Carter and Adkisson found a germination rate of 88% in beechnuts taken by blue jays, whereas there was a 10% germination rate among beechnuts the researchers randomly collected from the same trees. Blue jays appear to test the nuts by holding them in their beaks or shaking them. Those that they deem unworthy are simply dropped to the ground.

Blue jays tend to cache a huge surplus of nuts which thereby allows some acorns to be eaten by small mammals. Many are left to germinate and repopulate the forest.

As in all endeavors, there are costs and benefits associated with such behavior in blue jays.

Benefits are obvious: immediate food, cached food available over the winter, or buried food awaiting their return to their territories from winter migration.

The costs include the energy they expend collecting and moving the seeds, as well as their increased exposure to predation during longer flights required between collecting sites and their territories. The latter is mediated by birds avoiding open grasslands. Instead they fly along tree lines and fencerows where they may dart into cover if attacked by a raptor such as a Cooper’s hawk.

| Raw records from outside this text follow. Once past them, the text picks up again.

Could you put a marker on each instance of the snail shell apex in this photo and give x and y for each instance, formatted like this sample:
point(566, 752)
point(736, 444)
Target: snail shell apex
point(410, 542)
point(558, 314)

In summary, blue jays are not only attending to their own needs by their seed caching behaviors, but they also attend to the needs of the trees by selectively planting the most viable seeds produced by trees, thus ensuring a greater chance of germinating success. Also, by spreading the acorns over a wide area in the flock’s territories, blue jays enhance the forest’s richness of genetic variability, thus ensuring greater adaptability across diverse landscapes.

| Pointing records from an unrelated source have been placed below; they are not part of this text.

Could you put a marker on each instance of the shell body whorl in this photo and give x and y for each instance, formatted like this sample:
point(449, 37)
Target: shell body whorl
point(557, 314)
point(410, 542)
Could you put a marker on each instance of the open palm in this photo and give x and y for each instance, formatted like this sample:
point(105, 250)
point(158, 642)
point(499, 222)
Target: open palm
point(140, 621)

An interesting application of this knowledge involves the reforestation of North America over the past 10,000 years following the end of the Ice Age. The development of the massive ice sheets and their movement south of todays Chicago area displaced many species, including the trees discussed in this story. For decades, zoogeographers have wrestled with understanding how those and related tree species migrated north and reformed the enormous Austroriparian forest of eastern North America. It is theorized that before the pilgrims reached America, a squirrel could climb a tree in Missouri and travel to the Atlantic shore without touching the ground, illustrating the continuity and density of the forest. The question: how did those heavy-seeded trees like oaks, beeches, and chestnuts move so quickly back to their northern environs as the glaciers melted and retreated. In fact, data suggest that the trees made a mad dash northward, undoubtedly aided by none other than blue jays. Historical information indicates that the oak forests moved northward at an average pace of 380 yards per year. Carter and Adkisson’s studies show that blue jays transporting nuts up to several miles from host trees may well result in an average spread of germinating trees of several hundred yards per year.

Blue jays are incredible instruments of ecological change.